Coming soon! More Irish London history at the 2026 Hackney History Festival
- N16Breda

- Apr 21
- 3 min read
A very short blog post today, just to share a preview of my upcoming talk for the Hackney History Festival. I'll be speaking on Sunday 10 May 2026 at 3 pm in Sutton House (2-4 Homerton High Street, London E9 6JQ), one of the few Tudor mansions still existing in London today. Tickets are selling fast but as of today, you can still book tickets (£3) for my talk here.
Do check out the rest of the great programme for that day here. Day passes are already sold out but tickets are still available for many of the individual talks and walks.
Featured locations:
Finding Ireland in the history of Stoke Newington
This is the third year of the Hackney History Festival and my third time speaking. It seems there really is no shortage of Irish connections to be found across all parts of Hackney!
This year, I've set myself the task of exploring one thousand years of the history of Ireland through the medium of a majestic Celtic Cross in Stoke Newington's Abney Park Cemetery. This was created by the Irish sculptor Edward O'Shea (1853-1910) in Kilkenny in 1893 and erected as a grave marker to memorialise two sons of Hackney's first MP, Sir Charles Reed (1819-1891).
Ireland's ancient High Crosses, Kilkenny, Protestant evangelical missionaries to Ireland, the Plantation of Ulster, early Irish language printing in Cló Gaelach type, and railways will all make an appearance.
You can read more about my talk in the 18 April 2026 issue of The Irish Post.

Blog sources & further resources
Hackney History Festival
You can see recordings of many of the talks given in 2025 and 2024 on the Hackney History Festival YouTube channel here.

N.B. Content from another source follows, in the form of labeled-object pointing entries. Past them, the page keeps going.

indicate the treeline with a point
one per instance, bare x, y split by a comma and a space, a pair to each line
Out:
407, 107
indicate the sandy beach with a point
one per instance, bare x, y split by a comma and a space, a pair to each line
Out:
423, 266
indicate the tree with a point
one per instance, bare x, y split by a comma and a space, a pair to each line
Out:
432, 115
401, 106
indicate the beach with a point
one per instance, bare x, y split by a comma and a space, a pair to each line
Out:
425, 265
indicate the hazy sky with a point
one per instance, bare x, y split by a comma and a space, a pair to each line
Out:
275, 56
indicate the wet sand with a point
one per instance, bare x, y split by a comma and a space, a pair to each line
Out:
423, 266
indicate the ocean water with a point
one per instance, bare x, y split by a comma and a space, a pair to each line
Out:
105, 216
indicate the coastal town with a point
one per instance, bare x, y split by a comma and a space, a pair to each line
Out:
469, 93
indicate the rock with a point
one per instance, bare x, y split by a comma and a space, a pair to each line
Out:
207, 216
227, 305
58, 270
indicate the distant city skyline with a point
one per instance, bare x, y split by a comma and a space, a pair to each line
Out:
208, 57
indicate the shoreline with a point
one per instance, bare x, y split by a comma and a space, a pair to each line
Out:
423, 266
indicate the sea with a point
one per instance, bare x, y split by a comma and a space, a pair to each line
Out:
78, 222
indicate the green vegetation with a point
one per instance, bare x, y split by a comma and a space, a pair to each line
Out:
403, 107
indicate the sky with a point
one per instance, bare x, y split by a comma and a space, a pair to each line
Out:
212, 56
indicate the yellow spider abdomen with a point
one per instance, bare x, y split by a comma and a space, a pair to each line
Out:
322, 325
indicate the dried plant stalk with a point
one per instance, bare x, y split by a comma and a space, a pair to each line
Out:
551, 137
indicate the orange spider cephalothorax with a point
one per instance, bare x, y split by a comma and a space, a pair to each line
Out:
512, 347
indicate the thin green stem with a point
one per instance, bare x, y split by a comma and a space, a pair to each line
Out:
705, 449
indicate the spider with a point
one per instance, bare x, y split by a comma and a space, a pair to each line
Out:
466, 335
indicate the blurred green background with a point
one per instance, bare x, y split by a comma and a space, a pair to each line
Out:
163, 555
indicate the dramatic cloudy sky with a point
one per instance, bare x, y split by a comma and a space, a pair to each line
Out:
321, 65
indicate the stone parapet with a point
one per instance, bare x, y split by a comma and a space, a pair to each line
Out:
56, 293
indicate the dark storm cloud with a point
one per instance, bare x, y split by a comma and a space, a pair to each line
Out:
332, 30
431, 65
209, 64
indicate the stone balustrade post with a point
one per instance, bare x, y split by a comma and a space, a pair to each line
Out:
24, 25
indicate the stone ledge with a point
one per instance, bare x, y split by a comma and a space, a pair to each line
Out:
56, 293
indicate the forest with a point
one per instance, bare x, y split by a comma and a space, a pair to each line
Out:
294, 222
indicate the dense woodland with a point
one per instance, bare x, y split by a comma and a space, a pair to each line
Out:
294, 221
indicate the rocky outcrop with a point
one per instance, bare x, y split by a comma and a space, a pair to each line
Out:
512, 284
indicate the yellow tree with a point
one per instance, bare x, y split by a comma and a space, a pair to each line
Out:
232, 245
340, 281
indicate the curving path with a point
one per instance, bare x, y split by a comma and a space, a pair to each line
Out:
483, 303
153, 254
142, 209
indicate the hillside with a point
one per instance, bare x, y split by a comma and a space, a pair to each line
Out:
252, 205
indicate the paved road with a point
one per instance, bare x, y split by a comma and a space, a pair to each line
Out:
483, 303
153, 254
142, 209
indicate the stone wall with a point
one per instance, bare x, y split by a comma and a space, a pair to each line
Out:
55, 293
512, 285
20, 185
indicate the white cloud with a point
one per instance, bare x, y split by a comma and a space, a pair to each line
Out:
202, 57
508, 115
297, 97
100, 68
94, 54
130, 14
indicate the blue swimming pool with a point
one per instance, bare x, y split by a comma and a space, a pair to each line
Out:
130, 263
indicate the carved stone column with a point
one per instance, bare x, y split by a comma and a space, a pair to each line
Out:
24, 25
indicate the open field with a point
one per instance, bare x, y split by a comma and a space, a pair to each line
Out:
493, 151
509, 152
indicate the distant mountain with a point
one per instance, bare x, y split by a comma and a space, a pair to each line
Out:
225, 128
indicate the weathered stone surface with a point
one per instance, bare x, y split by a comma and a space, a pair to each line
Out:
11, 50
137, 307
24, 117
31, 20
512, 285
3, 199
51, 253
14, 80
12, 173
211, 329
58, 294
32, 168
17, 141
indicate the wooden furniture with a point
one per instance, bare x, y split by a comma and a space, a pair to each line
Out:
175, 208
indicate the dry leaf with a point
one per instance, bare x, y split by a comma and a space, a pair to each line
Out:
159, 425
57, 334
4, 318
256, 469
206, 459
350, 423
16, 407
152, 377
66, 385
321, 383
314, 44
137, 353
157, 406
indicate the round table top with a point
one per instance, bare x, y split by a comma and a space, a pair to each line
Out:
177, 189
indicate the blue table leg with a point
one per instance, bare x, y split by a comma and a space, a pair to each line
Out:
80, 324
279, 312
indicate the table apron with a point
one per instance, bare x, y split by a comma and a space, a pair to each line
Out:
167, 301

My 2025 talk: "1851 Census: Who were the Irish in Hackney and Stoke Newington?"
The census of 1851 was the first to record place of birth, marital status and occupation for people living in Britain. The census that year also recorded a jump in London’s Irish-born population from 75,000 in 1841 to 109,000 in 1851, reflecting mass migration caused by An Gorta Mór, Ireland’s Great Famine of 1847-1852.
While London’s Irish population had long been concentrated in poor central districts like Whitechapel and St Giles in the Fields, a small minority lived in Hackney and Stoke Newington. And their census records - as workers, wives, clergy and institutional inmates - illuminate less familiar aspects of the Irish presence in Victorian London.
My 2024 talk: "When “the Irish Question” came to 1880s Hackney"
The late nineteenth-century debate about self-government for Ireland played out not just in the corridors of Westminster but also on the streets of Hackney. At the forefront of the Liberal campaign for Home Rule was South Hackney’s Irish-born MP Charles Russell, a political ally and legal defender of “the Uncrowned King of Ireland” Charles Stewart Parnell.
Following the 1885 General Election, the Irish Parliamentary Party led by Parnell held the balance of power in Westminster and the new electoral constituency of South Hackney had a new Liberal MP (1885-1894): the Irish lawyer and Home Rule advocate Charles Russell (1832-1900), later Baron Russell of Killowen.
Hackney’s strong Liberal presence and modest Irish electorate came together to deliver a vigorous campaign of support for Liberal Prime Minister William Gladstone’s (ultimately unsuccessful) efforts to legislate for Home Rule in Ireland. While still South Hackney’s MP, Russell was also a key player in a historic judicial inquiry where he successfully defended Parnell against false accusations made by The Times. Russell the lawyer was described as having “the same effect on a witness that a cobra produces on a rabbit”.